We are not supermodels, well... maybe you are, but I'm not. I'm a poor yoga teacher who aspires to be inspired and refined by as many people as possible before I die. This flat chest, upturned nose, and farm-girl grin will do just fine. What is it you do? How relevant are your insecurities in comparison?

2. You're going to do it, or you aren't.

Sometimes I killed practicum, sometimes I fell flat on my face. Sometimes I was too exhausted to prepare for the physical, academic, or emotional challenges of the next day, but I showed up, and I kept showing up. Obsession with performance became just that- obsession. Redundant, obnoxious self-centered, more-than-useless thought patterns that did not do anything but add stress to those who cared enough to listen to the ranting and keep me up at night. In our culture, the most resisted life-event is death, and if we are really honest with ourselves, that state is nothing compared to a night of insomnia.

3. You always have the ability to be genuine and kind.

Adult success hinges on time management. If you are setting time aside for drama, if you set aside time to back-peddle when someone reacts irrationally to your expression of truth, if you are so concerned with someone's point of view that you are willing to sacrifice your state of mind, then you are not placing your goal as high on your priority list as you may have thought.

Guess what? You will die. Time and youthful energy is limited. Before the end you will get so old you can not stand, if you are lucky; you will probably be very sick or seriously injured. We eventually loose everything. This is scary, but it is one of the few things we all agree upon. So what is your excuse for continuing to suffer or inflict pain on someone that shares the same constraints?

4. You have strengths and weaknesses you aren't aware of.

What makes Asana so powerful is its ability to take us out of our comfort zones. The first time someone practices yoga, they see themselves in unusual positions. Some are easy, some are difficult, some are so foreign anyone would be tempted to wonder "...is this right?" It pleases me that this is the question I get most often from first timer's, because it's the perfect opportunity to reply with confidence that it doesn't really matter.

I came to training to find something out, and once my energy level could not support my competitive side, I found my breath. I also found tight hamstrings, lazy arches, and a weak core. I can teach with tight hamstrings and weak arches. I teach peace of mind after the struggle to turn on the microphone sends my heart racing into my throat. Humans do cool things without connecting all of the dots first, we always have.
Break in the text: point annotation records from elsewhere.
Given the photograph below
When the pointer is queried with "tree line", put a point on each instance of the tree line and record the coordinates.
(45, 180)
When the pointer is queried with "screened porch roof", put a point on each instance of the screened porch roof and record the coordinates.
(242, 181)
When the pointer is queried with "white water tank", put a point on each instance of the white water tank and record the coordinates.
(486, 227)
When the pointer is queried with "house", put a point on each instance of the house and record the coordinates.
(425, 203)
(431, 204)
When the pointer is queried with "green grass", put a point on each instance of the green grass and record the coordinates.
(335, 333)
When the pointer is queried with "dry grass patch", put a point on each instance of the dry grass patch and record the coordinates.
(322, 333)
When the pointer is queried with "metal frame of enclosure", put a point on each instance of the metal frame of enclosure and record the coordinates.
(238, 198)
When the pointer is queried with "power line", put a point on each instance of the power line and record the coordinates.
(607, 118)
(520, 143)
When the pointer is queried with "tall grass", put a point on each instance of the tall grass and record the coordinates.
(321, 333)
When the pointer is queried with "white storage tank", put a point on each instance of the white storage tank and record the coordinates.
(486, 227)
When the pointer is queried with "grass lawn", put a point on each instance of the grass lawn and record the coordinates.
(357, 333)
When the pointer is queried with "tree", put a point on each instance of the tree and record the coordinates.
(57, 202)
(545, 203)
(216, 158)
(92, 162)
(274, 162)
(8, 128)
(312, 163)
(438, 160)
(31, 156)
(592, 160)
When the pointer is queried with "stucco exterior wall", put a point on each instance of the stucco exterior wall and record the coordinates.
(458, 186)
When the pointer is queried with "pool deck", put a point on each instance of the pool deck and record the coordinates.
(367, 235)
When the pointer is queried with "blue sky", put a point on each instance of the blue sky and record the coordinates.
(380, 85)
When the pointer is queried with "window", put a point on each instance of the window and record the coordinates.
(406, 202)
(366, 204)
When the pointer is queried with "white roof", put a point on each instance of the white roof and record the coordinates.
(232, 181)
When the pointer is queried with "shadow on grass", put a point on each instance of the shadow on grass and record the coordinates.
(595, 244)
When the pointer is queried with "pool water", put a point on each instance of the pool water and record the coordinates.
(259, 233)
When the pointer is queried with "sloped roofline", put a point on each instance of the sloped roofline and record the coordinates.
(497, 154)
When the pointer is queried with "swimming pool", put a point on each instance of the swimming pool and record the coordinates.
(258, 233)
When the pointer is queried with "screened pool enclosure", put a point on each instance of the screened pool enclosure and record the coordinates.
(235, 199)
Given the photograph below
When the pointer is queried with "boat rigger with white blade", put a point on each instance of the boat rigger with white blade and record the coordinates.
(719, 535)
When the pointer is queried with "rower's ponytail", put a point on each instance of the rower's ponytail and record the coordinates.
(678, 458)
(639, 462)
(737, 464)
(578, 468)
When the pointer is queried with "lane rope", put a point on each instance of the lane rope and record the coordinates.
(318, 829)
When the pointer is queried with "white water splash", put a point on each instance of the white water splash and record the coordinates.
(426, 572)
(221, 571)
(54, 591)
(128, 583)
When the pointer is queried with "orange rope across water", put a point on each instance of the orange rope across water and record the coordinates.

The majority of us look forward to the next year to change us, as if 2015 and all of the years before would have magical inspirational properties. The majority of us look to the world for the same magic that will whip us into shape because we are not reminded often enough that we are already an offshoot of something incredibly mysterious and powerful.

If your New Year's Resolutions is based solely on something you do no like about yourself, then I challenge you to chase down that train of thought first. When was the last time your really tried something that took you so far out of your comfort zone, every previous way of dealing with the world lost its relevance and you HAD NO CHOICE but to trust God?

Do not be conformed to this world, but be transformed by the renewal of your mind, that by testing you may discern what is the will of God, what is good and acceptable and perfect.